O documento foi elaborado após questionamentos dos relatores especiais da ONU sobre racismo e execuções extrajudiciais, que investigavam as circunstâncias da morte de Marco Aurélio e possíveis violações de direitos humanos. A comunicação da ONU detalha que imagens de câmeras corporais dos policiais sugerem que a abordagem não tinha fundamento objetivo.
Apesar disso, o estudante foi perseguido até um hotel na Vila Mariana, zona sul de São Paulo, onde foi baleado e faleceu. A falta de reparação, conforme apontado pela ONU, levanta sérias preocupações sobre a resposta do Estado brasileiro em casos de violência policial. Conforme informação divulgada pelo governo brasileiro à ONU.
Detalhes da Abordagem e Falta de Meios Menos Letais
Segundo o relato encaminhado à ONU, Marco Aurélio estava desarmado no momento da abordagem. Antes de ser alvejado, não houve tentativa de controle da situação ou emprego de meios menos letais por parte dos policiais. Imagens do hotel, citadas pelos relatores, mostram um policial segurando o jovem e o chutando antes do disparo fatal. O estudante chegou a ser levado ao Hospital Ipiranga, mas não resistiu aos ferimentos.
Investigações e Dificuldades Enfrentadas pela Família
Os relatores da ONU também destacaram as dificuldades enfrentadas pela família para acessar as investigações, os atrasos processuais e questionamentos sobre a atuação dos policiais envolvidos. A comunicação menciona ainda que os agentes teriam continuado suas atividades policiais armadas próximas à família e recebido salários durante o andamento do processo, gerando ainda mais insatisfação e desconfiança.

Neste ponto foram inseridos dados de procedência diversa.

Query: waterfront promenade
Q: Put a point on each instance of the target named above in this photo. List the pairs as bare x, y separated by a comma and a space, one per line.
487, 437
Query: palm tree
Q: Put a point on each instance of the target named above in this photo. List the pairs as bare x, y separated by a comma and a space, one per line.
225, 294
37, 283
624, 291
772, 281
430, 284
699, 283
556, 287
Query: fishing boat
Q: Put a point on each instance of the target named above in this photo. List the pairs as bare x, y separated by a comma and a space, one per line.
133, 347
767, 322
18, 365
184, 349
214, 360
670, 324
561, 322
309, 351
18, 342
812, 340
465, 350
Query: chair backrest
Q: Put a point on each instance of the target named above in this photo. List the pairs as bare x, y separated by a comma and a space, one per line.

Governo Afirma Afastamento de Policiais e Processos em Andamento
Em sua resposta à ONU, o governo brasileiro apresentou uma versão distinta sobre a situação dos policiais. A Secretaria da Segurança Pública de São Paulo (SSP) informou que os dois PMs envolvidos foram afastados de suas funções operacionais e são alvo de um Processo Administrativo Disciplinar (PAD), ainda em apuração. O caso também é investigado em diferentes esferas, incluindo um Inquérito Policial Militar e uma ação criminal na 4ª Vara do Júri da Comarca de São Paulo.

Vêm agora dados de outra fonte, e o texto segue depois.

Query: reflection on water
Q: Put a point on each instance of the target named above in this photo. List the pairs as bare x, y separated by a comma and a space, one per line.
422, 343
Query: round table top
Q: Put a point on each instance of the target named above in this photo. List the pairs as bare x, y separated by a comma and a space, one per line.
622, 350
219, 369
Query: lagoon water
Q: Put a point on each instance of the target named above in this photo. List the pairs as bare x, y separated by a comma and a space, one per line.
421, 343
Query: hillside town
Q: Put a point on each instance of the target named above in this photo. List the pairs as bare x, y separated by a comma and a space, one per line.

A SSP ressaltou que a análise administrativa abrange a conduta operacional dos agentes e o uso das câmeras corporais. O governo enfatizou que os procedimentos seguem em andamento, respeitando o devido processo legal e a presunção de inocência dos policiais. No entanto, a ausência de medidas de reparação individualizada para a família permanece como ponto central da comunicação da ONU.
ONU Questiona Reparação e Aponta Padrão de Violência Policial
Na comunicação enviada em junho, os relatores especiais da ONU solicitaram ao Brasil informações sobre medidas para responsabilizar os policiais e reparar os danos à família, incluindo compensação financeira, pedido público de desculpas e apoio psicossocial. Em resposta, o governo reconheceu a ausência dessas medidas individualizadas até o momento. Contudo, apresentou políticas nacionais voltadas a vítimas de violência institucional, como a Estratégia Nacional de Atenção, Apoio e Acesso à Justiça para Vítimas de Violência Institucional e seus Familiares, criada em março de 2026.
A ONU também alertou que o caso de Marco Aurélio pode ser representativo de um padrão mais amplo de uso excessivo e letal da força policial no Brasil, com impacto desproporcional sobre jovens e grupos marginalizados. Os especialistas cobraram informações sobre a legalidade, necessidade e proporcionalidade do uso da força, além da independência das investigações. O governo brasileiro citou medidas como protocolos de investigação, treinamento de agentes e uso de câmeras corporais para combater a violência policial.